City Manager Ed Broussard said in an interview that CBRE Hotels searched for companies that would help develop a public-private partnership to build the hotel because the city was only interested in putting $19 million toward the construction of the conference center.

Broussard said Garfield Public/Private LLC, which had done similar work in Lubbock, was the only company that responded to the CBRE Hotels search, and it was Garfield who encouraged the city to build on the Rose Complex.

Broussard said the company explained that advantages of the Rose Complex is its existing landscape and infrastructure — flat land, sewer lines and a built-in tourist attraction in the Tyler Municipal Rose Garden.

In March, a few months after that study was produced, the Tyler City Council placed an item on its agenda to consider whether to spend about $48,000 to pay Garfield Public/Private LLC, to plan for a conference center at the Rose Complex.

Mark Whatley, a former Tyler City Councilman who now works in private development; Matt Wilson, the developer of the Village at Cumberland Park; and Bob Garrett, whose company donated the land to the city on South Broadway, all attended the meeting.
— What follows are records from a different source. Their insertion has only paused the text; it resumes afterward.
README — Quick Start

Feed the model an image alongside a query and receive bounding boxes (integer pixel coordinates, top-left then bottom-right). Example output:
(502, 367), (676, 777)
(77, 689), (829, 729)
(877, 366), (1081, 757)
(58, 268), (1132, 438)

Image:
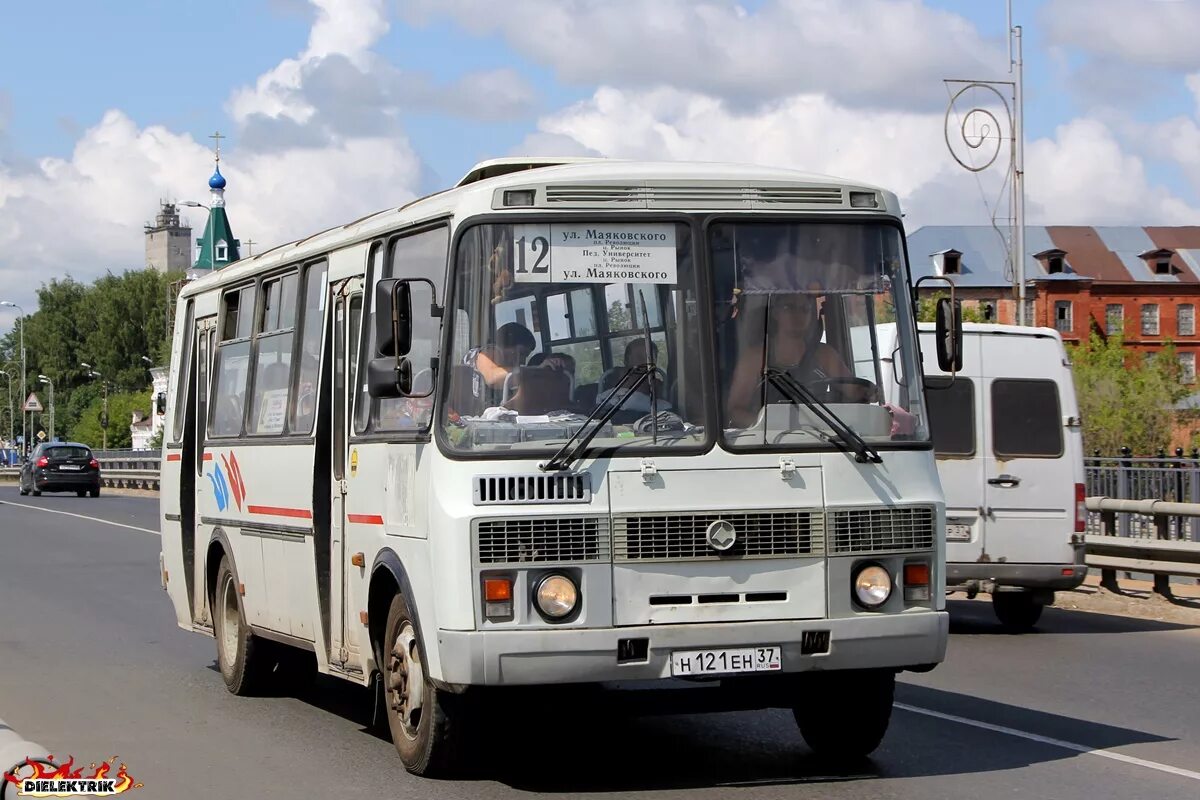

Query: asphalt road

(0, 486), (1200, 800)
The three businessmen spoke out against the city’s apparent change of plans, saying that the city had broken a promise to develop a donated piece of land, and there was now a large hole in the Village at Cumberland Park development project where the hotel and conference center should have been built.
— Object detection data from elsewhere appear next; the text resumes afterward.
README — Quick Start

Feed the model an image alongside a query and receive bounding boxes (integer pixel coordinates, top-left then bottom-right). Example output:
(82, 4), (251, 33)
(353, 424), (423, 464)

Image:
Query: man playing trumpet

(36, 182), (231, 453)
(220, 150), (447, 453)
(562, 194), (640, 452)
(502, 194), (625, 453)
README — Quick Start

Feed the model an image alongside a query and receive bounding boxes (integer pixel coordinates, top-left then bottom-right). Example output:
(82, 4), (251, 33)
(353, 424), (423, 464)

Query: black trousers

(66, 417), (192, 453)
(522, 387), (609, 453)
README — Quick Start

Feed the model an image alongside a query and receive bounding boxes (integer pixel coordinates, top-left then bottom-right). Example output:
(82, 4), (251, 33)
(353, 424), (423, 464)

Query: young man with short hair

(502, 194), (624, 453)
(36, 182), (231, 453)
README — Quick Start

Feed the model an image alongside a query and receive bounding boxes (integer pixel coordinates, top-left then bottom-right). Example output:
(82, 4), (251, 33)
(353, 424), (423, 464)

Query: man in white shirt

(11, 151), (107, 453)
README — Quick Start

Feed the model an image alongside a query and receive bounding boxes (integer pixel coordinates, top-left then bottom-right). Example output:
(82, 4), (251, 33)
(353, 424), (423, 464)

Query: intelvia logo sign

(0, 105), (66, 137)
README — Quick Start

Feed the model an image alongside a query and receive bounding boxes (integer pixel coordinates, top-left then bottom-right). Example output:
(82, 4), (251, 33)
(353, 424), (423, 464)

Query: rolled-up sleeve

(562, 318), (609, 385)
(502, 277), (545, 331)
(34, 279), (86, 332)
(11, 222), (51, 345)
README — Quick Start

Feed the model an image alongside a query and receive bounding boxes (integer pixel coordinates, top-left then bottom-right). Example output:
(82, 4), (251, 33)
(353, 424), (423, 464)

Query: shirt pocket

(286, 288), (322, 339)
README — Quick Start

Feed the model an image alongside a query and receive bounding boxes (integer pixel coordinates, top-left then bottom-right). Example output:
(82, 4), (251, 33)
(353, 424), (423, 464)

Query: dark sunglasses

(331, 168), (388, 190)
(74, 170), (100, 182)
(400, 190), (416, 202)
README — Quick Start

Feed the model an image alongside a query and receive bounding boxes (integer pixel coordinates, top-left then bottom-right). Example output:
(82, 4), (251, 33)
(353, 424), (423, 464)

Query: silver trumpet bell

At the meeting, Mayor Martin Heines told the three that the land near the Village at Cumberland Park was not feasible because developers wanted the city to put in upward of $30 million for the project. He said he was “admant” about limiting the city’s investment to $19 million, and said it was worth exploring the possibility of building at the Rose Complex.

Mullins, who also attended the meeting, lamented that city and business officials had spent 25 years discussing this project. He said he knew people interested in building a hotel and conference center and that city should re-open the site selection since the one near the Village at Cumberland Park had been ruled out.

Hours of discussion later, the Tyler City Council unanimously voted down the spending item to study the Rose Complex site. Members said they voted that way as a procedural maneuver to keep their options open to discuss the item again in the future.

However, the issue has not been discussed at a City Council meeting since March.